The test site is located at the Qingdao Olympic Sailing Center in Fushan Bay. Due to the limited space, three testing conditions with three numbers of planned points are considered:
Q = 30,
Q = 40, and
Q = 50. The location coordinates of all planned points refer to
Table A1,
Table A2 and
Table A3. The swarm size is set as 500 and the maximum number of iterations is 300.

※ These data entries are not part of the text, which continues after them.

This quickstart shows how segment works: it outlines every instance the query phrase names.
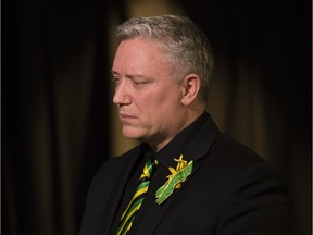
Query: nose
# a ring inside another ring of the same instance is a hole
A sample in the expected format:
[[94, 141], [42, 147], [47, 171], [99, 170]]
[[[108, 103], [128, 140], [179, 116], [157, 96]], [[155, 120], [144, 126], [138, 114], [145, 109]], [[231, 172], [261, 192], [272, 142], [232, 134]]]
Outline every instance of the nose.
[[130, 96], [127, 88], [127, 83], [125, 79], [121, 79], [115, 86], [115, 92], [113, 96], [113, 103], [115, 104], [129, 104]]

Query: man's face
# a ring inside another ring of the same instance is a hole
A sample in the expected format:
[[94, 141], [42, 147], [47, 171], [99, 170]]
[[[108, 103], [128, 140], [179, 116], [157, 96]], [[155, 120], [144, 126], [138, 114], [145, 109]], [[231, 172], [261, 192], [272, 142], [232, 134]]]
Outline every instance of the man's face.
[[112, 73], [116, 83], [113, 102], [123, 135], [152, 146], [168, 143], [184, 126], [186, 109], [183, 87], [171, 79], [164, 53], [145, 39], [124, 40], [116, 50]]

Optimal trajectories generated by the ACO and IPSO are presented by solid lines in
Figure 9 with detailed information listed in
Table 3. Certain self-crossing phenomena occur in the planned paths of the ACO for
Q = 40 and 50, as marked in blue circles. Whereas, the IPSO generates feasible routes with satisfactory lengths and no path-crossing. Since the number of planned points is not beyond 100, the IPSO performs better than the ACO in both the critical iteration number and optimal path distance. When the number is 30, the two algorithms provide the same route with the length of 1100 m. For
Q = 40, the IPSO converges at
Mcri = 33 with the optimal path distance of 1200 m, while the ACO terminates at a larger iteration of 59 with a longer distance of 1214 m. By comparison, the route designed by the IPSO is delivered to the USV model to follow under real sea conditions. The actual paths for the three sets of planned points are shown using the red dashed lines. It could be observed that the real path is smoother than the planned path. The path between any two planned points deviates from the planned trajectory to some degree due to the impact of wind, waves, and currents. However, the successful application of heading correction to the autopilot subsystem would finally guide the USV model to return to the planned points. The feather of this site-specific cruise would play an essential role in the fields of ocean ranching and multi-point water quality monitoring and sampling in vast water.